The face is one of the simplest ways to distinguish one another's personal image. Face recognition is a personal identification system which uses a person's personal features to recognize the identity of the individual. Human facial identification is basically a two-phase procedure, including face detection, where the process is carried out very rapidly in people, whereas the second is the implementation of environments that classify the face as persons, when the eye is positioned within a short distance. Stage is then repeated and established to be one of the most researched biometric strategies and established by experts for facial expression recognition. In this study, we implemented the area of face detection and face recognition image processing MTCNN techniques while utilizing the VGG face model dataset.
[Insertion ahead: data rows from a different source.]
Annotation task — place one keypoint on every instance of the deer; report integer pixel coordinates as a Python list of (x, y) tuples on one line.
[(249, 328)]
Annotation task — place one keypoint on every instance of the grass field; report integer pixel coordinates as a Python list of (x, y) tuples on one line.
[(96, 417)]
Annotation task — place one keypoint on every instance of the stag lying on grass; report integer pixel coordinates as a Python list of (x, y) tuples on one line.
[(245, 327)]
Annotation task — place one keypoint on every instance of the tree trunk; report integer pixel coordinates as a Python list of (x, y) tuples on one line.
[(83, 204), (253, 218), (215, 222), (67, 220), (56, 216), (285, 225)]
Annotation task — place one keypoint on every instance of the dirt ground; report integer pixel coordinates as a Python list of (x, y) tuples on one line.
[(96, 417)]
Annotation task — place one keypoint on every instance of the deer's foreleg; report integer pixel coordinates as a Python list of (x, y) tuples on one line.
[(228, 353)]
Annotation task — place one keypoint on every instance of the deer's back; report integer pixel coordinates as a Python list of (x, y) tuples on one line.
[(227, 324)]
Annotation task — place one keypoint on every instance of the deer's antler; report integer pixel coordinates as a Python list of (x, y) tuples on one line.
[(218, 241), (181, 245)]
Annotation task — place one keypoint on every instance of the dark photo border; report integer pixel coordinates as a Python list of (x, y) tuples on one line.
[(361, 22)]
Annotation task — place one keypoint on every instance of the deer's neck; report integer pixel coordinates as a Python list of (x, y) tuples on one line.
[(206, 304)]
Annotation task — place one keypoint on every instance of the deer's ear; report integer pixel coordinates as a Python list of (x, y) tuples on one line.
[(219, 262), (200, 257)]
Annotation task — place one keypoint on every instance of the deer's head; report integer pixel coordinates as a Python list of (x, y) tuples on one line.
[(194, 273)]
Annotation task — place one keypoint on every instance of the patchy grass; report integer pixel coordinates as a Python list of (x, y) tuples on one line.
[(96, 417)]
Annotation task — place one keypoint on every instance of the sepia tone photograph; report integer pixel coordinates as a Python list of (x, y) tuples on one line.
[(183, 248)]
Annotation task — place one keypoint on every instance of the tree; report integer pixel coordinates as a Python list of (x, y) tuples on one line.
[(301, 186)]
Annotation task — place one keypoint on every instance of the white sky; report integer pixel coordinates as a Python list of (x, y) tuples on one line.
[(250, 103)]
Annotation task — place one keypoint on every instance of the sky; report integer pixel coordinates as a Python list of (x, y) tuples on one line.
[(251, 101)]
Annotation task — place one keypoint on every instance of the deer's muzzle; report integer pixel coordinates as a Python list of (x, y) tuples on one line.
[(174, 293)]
In this initiative, python framework is the program necessity.
使用机器学习技术的人脸识别图像处理方法
脸是区分个人形象最简单的方法之一。人脸识别是一种利用人的个人特征来识别个人身份的个人身份识别系统。人脸识别基本上是一个两阶段的过程,包括人脸检测,这个过程在人身上进行得非常快,而第二阶段是实施环境,当眼睛定位在短距离内时,将人脸分类为人。然后重复阶段并确定为研究最多的生物识别策略之一,并由专家建立面部表情识别。在本研究中,我们利用VGG人脸模型数据集实现了人脸检测和人脸识别图像处理领域的MTCNN技术。在这个计划中,python框架是程序的必需品。
本文章由计算机程序翻译,如有差异,请以英文原文为准。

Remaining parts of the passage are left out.